Technological advances have led to computing projects in other
disciplines as well. In the 1970's, for example, historians began to use the
computer to facilitate the use of statistical techniques in historical analysis.
The complexity of historical data, however, soon presented more problems than
could easily be solved within the frame works of simple data-processing
software. To produce more methodologically relevant databases, systems were
devised which could account for the vast differences between historical source
material and establish links between important names in a variety of different
documents and document types such as ephemera, baptism records and images. The
most flexible of these, KLEIO, still remains a remarkable example of this kind
of system. Other database systems have further extended the reach of humanities
computing over the fields of art history and archaeology, notably ICONCLASS and
ORACLE which have assisted the cataloguing and analysis of numerous collections
of works and artefacts. Cutting edge computing in these fields is now focusing
on the digitization of images, computer-aided reconstruction of sites, and the
possibility of automated pattern recognition.
The profusion of new technologies and developments in the field of
humanities computing has led to the creation of a number of international
associations. Both the Association for Computers and the Humanities (ACH) and
the Association for Literary and Linguistic Computing (ALLC) provide an
environment for the discussion and support of humanities computing topics and
projects and sponsor major international conferences in the field.
International humanities computing associations along with other more
specialized organizations have collaborated to address what may be the single
most important problem posed by the development of humanities computing over the
past forty years--the need for a common encoding format for scholarly
machine-readable texts. In the past, scholars have developed encoding schemes
more or less at their own discretion, in accordance with their particular
scholarly goals. The traditions of centuries of print culture incline us to
take phenomena such as non-standard characters, footnotes, marginalia, markers
for logical divisions (e.g., chapter, verse, stanza) and illustrations at face
value. But the means for encoding such features electronically are often
incompatible; they remain restricted to the features of a given text or corpus,
and risk being completely dependent on one kind of hardware or software. In
response to these issues, members of the various humanities computing
associations developed the Text Encoding Initiative (TEI). The TEI guidelines
specify a common interchange format for machine-readable texts, provide a set of
recommendations for the encoding and representation of all possible features in
the preparation of new textual materials, and document major extant encoding
schemes, developing a metalanguage which allows the encoding schemes themselves
to be encoded and described in a machine-readable form.

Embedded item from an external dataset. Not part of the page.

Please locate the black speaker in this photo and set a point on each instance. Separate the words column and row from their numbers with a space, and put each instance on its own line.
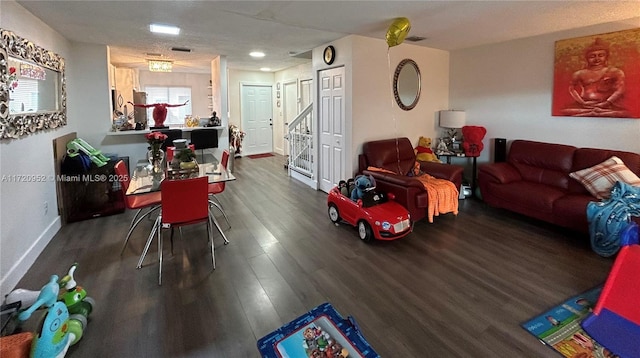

As with any set of guidelines, the TEI requires a consensus. Many
electronic text centers and electronic text archives have agreed to support and
implement the TEI. Among these is the Center for Electronic Texts in the
Humanities (CETH), established by Rutgers and Princeton Universities in October
1991. CETH provides a national focus for those involved in the creation,
dissemination and use of electronic texts in the humanities. CETH's mission is
to advance scholarship in the humanities through the use of high-quality
electronic texts. To this end, CETH is now cataloguing on RLIN existing
electronic texts for the Rutgers Inventory of Machine-Readable Texts in the
Humanities. CETH also evaluates SGML software for high quality TEI-conformant
electronic texts and builds test-beds for research on their use and users. In
addition, CETH sponsors the CETH Summer Seminar to focus on practical and
methodological issues in humanities computing, attracting teachers, scholars and
librarians interested in humanities computing from around the world.